En una pequeña localidad de las Sierras Chicas cordobesas, denominada Villa Cerro Azul, la comisión comunal resolvió apartar del cargo de jefe comunal a Andrés Oscar Data, luego de que éste, junto a su pareja y secretaria de esa comuna, Rocío Pérez, publicaran imágenes y textos reivindicatorios de Jorge Rafael Videla y Adolf Hitler. Refiriéndose a temas vinculados a la usurpación de terrenos, una de las publicaciones mostraba un cartel rojo de "Propiedad Privada" con la cara del dictador Videla. La otra tenía una foto de Hitler desafiando a que le ocupen "un campito", en evidente alusión a los campos de concentración donde fueron torturados y asesinadas 6 millones de personas durante la Segunda Guerra Mundial.

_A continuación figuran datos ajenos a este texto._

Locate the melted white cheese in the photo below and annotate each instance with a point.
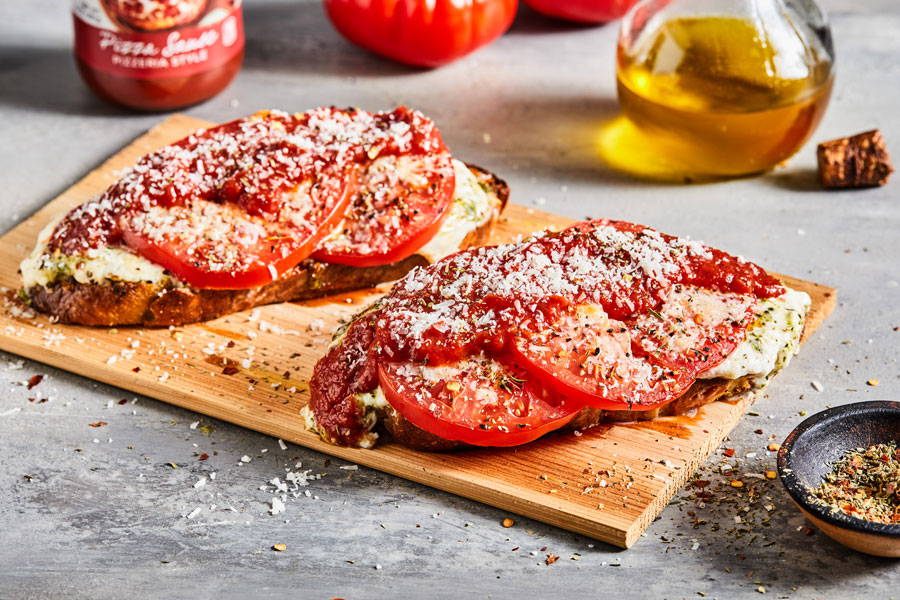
(772, 340)
(372, 406)
(97, 266)
(471, 208)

Entre los argumentos de la exclusión del jefe comunal se mencionó su “negacionismo”. El negacionismo es un comportamiento humano que niega una realidad histórica y empíricamente verificable. Los negacionistas, por ejemplo, pueden negar que existió el holocausto judío provocado por los nazis o, en el caso argentino, una planificada represión ilegal que causó miles de muertos y desaparecidos durante la dictadura militar. 
Tal vez los que impugnaron a Data hayan sido benévolos con él, porque en realidad puede interpretarse, por sus publicaciones, que no negaba la existencia ni de uno ni de otro hecho histórico, sino que los justificaba y los exhibía como amenaza contra usurpadores.

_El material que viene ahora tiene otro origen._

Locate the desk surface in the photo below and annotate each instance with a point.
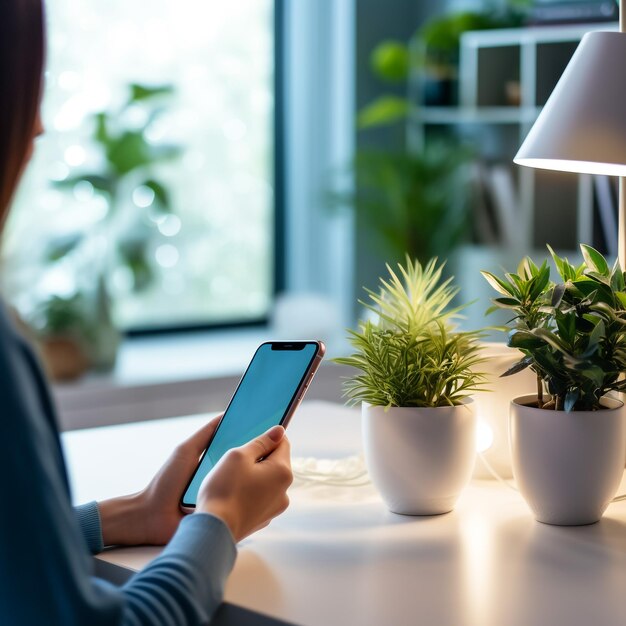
(337, 556)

El negacionismo no solo es aplicable a temas políticos. La negación de la pandemia de coronavirus es un comportamiento, también, de esa índole.
Negar la existencia de genocidios ampliamente documentados, es un comportamiento inmoral, pero también, en algunos casos puntuales, un delito punible. Alemania, Francia, Suiza, Bélgica, España o Austria poseen leyes punitorias contra el racismo o el negacionismo. En septiembre de este año, la Cámara de Diputados de Chile le dio media sanción a un proyecto de ley que plantea criminalizar este comportamiento en tanto desconozca los abusos cometidos durante la dictadura militar de Pinochet. Y el propio Alberto Fernández admitió a poco de asumir que podría estudiar, en el futuro, una ley similar para nuestro país, que penalice a quienes nieguen los crímenes del terrorismo de Estado cometidos en el periodo 1976-1983. Pero luego no volvió a hablar del tema.

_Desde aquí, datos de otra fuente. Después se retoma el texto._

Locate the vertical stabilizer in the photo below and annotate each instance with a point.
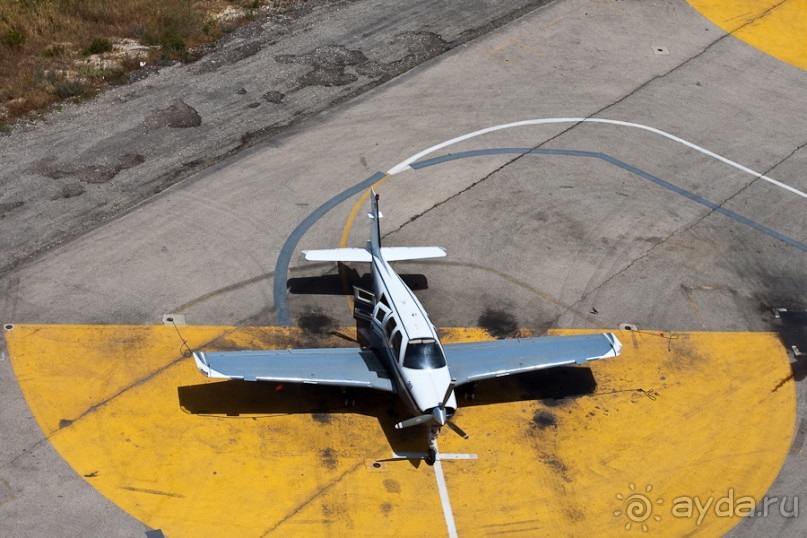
(375, 215)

En realidad, considerar al negacionismo como un delito solo se justifica en casos muy puntuales, como sucedió en algunos países europeos en los que hubo un fuerte avance de partidos de ultraderecha que desconocían el holocausto. Pero en términos generales puede hasta resultar contraproducente, y no haría callar las expresiones que reivindican regímenes probadamente totalitarios y que cometieron sistemáticamente crímenes aberrantes.

En nuestros países sudamericanos el negacionismo debe combatirse, no convirtiéndolo en un delito penal, sino con información y campañas de concientización. Pero aunque no sea un delito, se trata de una grave defección moral, inaceptable para quienes, como el jefe comunal cordobés, ejercen cargos públicos.